Article publié le 22 octobre 2011
Article publié le 22 octobre 2011
Photo du Conseil européen, février 2011 Aujourd'hui, les 27 chefs d'État et de gouvernement de l'Union européenne laissent leurs montagnes de dettes à la maison et viennent à Bruxelles — arrêt Schuman pour ceux qui viennent en métro — pour sauver l'Europe lors d'un Conseil européen. Le but est aussi de trouver des solutions pour rassurer les marchés, stabiliser la situation de la zone euro, et...
changer le climat, aussi. On peut déjà dire que ce sommet est un échec (sauf surprise de dernière minute), l'agence de notation Sarko&Merkel ayant dégradé la note de ce rendez-vous à ONVERRAMERCREDI, appelant l'Eurozone à se rencontrer de nouveau à Bruxelles.

Au départ, tout devait avoir lieu lundi dernier.

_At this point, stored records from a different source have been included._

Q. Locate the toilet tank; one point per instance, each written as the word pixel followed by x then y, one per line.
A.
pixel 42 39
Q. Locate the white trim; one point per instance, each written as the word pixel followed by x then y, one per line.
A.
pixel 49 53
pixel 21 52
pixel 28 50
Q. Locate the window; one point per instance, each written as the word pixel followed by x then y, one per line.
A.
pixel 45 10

Des perturbations sur la ligne Paris-Berlin (le Fonds européen de stabilité financière devait-il devenir une banque ? la Grèce n'ayant plus la côte, quelle sera sa nouvelle décote ? et la petite Sarkozy, comment l’appeler ?) ont repoussé le sommet à aujourd'hui. Herman Van Rompuy, qui préside le Conseil européen, a dressé quelques missions plutôt simples à remplir avant le chapitre de l'euro. Il faudra ainsi adopter une position commune pour le G20, dire tout le bien de la mort (comment ça, la peine de mort est interdite au sein de l'UE ?) de Kadhafi, parler des élections en Tunisie, faire coucou aux Égyptiens et aux Syriens et parler du climat. Le climat qui devrait revenir d'actualité avec la conférence internationale de Durban en décembre où l'UE sera représentée par la Pologne dans les négociations. De quoi faire peur à certains.

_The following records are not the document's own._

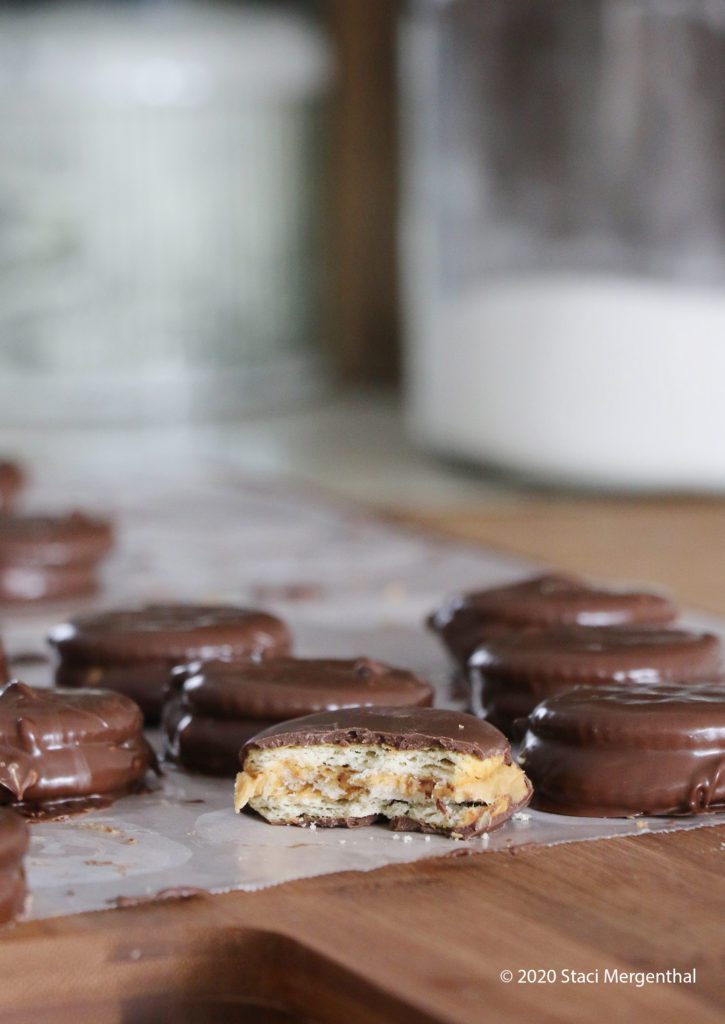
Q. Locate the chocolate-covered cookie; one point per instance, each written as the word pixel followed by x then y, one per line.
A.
pixel 422 769
pixel 509 674
pixel 544 601
pixel 615 751
pixel 46 558
pixel 11 482
pixel 66 750
pixel 133 650
pixel 213 709
pixel 13 846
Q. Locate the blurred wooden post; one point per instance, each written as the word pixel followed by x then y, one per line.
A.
pixel 365 336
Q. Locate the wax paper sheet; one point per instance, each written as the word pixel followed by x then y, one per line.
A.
pixel 349 585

Gageons tout de même que ce que tout le monde attend et qui mobilisera le plus le Conseil européen, c'est le sort de l'Eurozone avec le sommet prévu en fin de journée. Nicolas Sarkozy, président de la République française, et Angela Merkel, chancelière allemande, ont déjà annoncé des progrès dans la journée d'hier : recapitalisation des banques, la décote de la Grèce portée à 50 % et de nouveaux prêts à cette dernière pourraient être accordés.

En ce qui concerne la proposition allemande de traduire en justice les pays laxistes, on peut s'imaginer que le vieux couple franco-allemand ne se soit pas encore décidé hier soir, lors de son arrivée à Bruxelles.Ils ne sont d'ailleurs pas les seuls à décider. En théorie.